MENASIONAL.COM – Lombok Timur – Pemulihan warga terdampak kebakaran di Dusun Adat Sade, Desa Rembitan, Kecamatan Pujut, Lombok Tengah, tidak hanya membutuhkan pembangunan kembali rumah yang terbakar. Kondisi psikologis warga, khususnya anak-anak, juga dinilai perlu mendapat perhatian.
Anggota DPRD Lombok Tengah, Adi Bagus Karya Putra, mengatakan warga yang kehilangan rumah dan harta benda akibat kebakaran berpotensi mengalami trauma. Karena itu, pemerintah diminta tidak hanya berfokus pada pemulihan fisik, tetapi juga memberikan pendampingan psikologis.
“Hal yang lebih utama adalah terhadap warga yang terdampak, manusianya. Ketika terdapat musibah seperti ini, tentu psikologis warga, terutama anak-anak, harus diperhatikan,” ujar Adi.
Ia mendorong Dinas Sosial serta Dinas Pemberdayaan Perempuan dan Perlindungan Anak Lombok Tengah untuk melibatkan tenaga profesional dalam memberikan pendampingan maupun trauma healing kepada warga.
Selain persoalan psikologis, kebutuhan pendidikan anak-anak korban kebakaran juga menjadi perhatian. Adi meminta pemerintah segera memastikan anak-anak tetap dapat bersekolah dengan memenuhi kebutuhan mereka, termasuk seragam dan perlengkapan sekolah.
“Kita akan koordinasi dengan Dinas Pendidikan bagaimana menangani ini secepatnya karena ini sangat urgent dan butuh cepat,” katanya.
Di sisi lain, percepatan pembangunan kembali rumah warga menjadi salah satu kebutuhan mendesak pascakebakaran. Ketua DPRD Provinsi Nusa Tenggara Barat, Isvie Rupaeda, mendorong pemerintah segera merealisasikan pembangunan rumah bagi masyarakat yang kehilangan tempat tinggal.
“Aslinya kita berharap pembangunan rumah warga cepat terealisasi,” kata Isvie saat meninjau lokasi kebakaran di Dusun Adat Sade.
Meski demikian, Isvie menekankan pembangunan kembali tidak dapat dilakukan dengan mengabaikan karakter kawasan Sade sebagai permukiman masyarakat adat. Rekonstruksi harus tetap memperhatikan bentuk serta ketentuan rumah adat yang selama ini menjadi ciri khas masyarakat Sade.

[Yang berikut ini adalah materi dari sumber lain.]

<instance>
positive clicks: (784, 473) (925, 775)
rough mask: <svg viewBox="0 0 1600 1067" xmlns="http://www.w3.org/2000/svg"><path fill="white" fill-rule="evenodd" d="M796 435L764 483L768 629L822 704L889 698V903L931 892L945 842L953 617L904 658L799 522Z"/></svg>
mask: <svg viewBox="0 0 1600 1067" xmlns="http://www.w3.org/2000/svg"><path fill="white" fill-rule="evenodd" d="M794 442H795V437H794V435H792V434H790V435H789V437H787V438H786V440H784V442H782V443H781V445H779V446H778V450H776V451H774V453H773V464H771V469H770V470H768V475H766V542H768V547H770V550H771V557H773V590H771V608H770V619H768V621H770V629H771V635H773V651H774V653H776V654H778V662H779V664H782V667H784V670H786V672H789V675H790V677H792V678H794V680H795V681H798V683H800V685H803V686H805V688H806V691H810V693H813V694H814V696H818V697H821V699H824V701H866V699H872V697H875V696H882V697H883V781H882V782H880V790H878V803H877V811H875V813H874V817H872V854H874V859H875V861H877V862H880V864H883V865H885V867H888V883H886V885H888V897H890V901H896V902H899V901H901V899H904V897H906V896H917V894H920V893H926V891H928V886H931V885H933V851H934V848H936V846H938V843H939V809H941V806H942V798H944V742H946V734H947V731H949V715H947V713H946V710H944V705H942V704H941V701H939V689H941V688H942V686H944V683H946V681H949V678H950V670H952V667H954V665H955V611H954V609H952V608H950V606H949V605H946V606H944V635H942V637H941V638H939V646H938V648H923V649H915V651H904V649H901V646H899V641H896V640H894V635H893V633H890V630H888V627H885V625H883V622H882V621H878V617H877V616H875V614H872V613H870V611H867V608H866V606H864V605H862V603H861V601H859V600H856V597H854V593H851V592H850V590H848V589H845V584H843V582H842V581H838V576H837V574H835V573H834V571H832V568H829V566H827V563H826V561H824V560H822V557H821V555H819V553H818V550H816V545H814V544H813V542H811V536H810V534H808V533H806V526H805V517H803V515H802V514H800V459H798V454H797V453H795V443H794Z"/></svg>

“Karena di sini masyarakat adat, harus sesuai agar yang dibangun nanti sesuai dengan rumah adat yang dibangun,” ujarnya.
Untuk mendukung proses penanganan pascabencana, Isvie juga mengatakan DPRD NTB akan mendorong pemerintah agar pemanfaatan anggaran Belanja Tidak Terduga (BTT) dapat dimaksimalkan bagi kebutuhan warga terdampak.

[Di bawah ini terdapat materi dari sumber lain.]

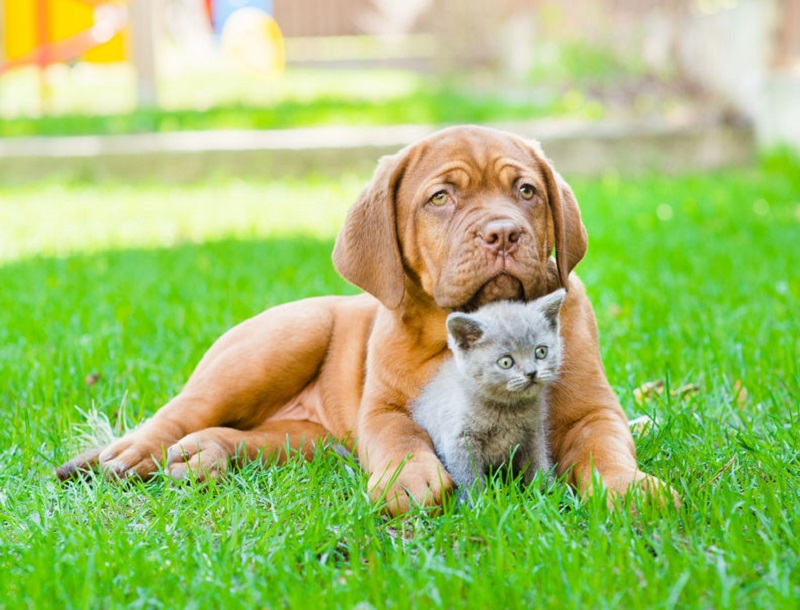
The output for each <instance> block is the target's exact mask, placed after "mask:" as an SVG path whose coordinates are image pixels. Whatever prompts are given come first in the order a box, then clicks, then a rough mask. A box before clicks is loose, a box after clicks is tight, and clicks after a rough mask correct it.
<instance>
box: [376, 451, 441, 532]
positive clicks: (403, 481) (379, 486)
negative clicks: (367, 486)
mask: <svg viewBox="0 0 800 610" xmlns="http://www.w3.org/2000/svg"><path fill="white" fill-rule="evenodd" d="M369 489H370V496H371V497H372V499H373V501H376V502H384V503H385V508H386V510H387V511H388V512H389V513H390V514H391V515H393V516H396V515H401V514H404V513H407V512H408V511H409V510H410V509H411V507H412V506H413V505H420V506H441V504H442V502H443V500H444V498H445V496H446V495H447V494H449V493H450V492H451V491H452V489H453V480H452V478H450V475H449V474H447V471H446V470H445V469H444V466H442V463H441V462H440V461H439V459H438V458H437V457H436V455H434V454H433V453H425V454H420V455H415V456H414V457H412V458H411V459H409V460H408V461H407V462H406V464H405V465H404V466H403V467H402V470H400V472H399V473H398V472H397V471H396V470H393V469H392V468H391V467H387V468H384V469H383V470H380V471H376V472H373V473H372V476H370V479H369Z"/></svg>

“Kita juga akan dorong BTT dimaksimalkan,” katanya.
Sementara itu, Adi menyebut dukungan anggaran menjadi bagian penting dalam mempercepat proses pemulihan. Ia mengatakan anggaran BTT yang sebelumnya berada di kisaran Rp2,5 miliar telah meningkat menjadi sekitar Rp9 miliar dalam pembahasan perubahan anggaran 2026.
Menurutnya, anggaran tersebut dapat diarahkan untuk membantu pemulihan kondisi masyarakat Sade sepanjang penggunaannya tetap sesuai dengan ketentuan yang berlaku.
“Selama tidak menyalahi regulasi, kita dorong untuk pemulihan keadaan di Dusun Sade ini,” tegasnya.
Pemulihan pascakebakaran di Sade diharapkan dilakukan secara menyeluruh. Tidak hanya membangun kembali rumah yang rusak, pemerintah juga perlu memastikan kebutuhan dasar, pendidikan anak, serta kondisi sosial dan psikologis warga mendapat perhatian.
Koordinasi antara pemerintah kabupaten, pemerintah provinsi, dan pemerintah pusat dinilai penting agar proses pemulihan dapat berjalan lebih cepat dan masyarakat Dusun Adat Sade dapat kembali menjalani kehidupan dengan kondisi yang lebih baik.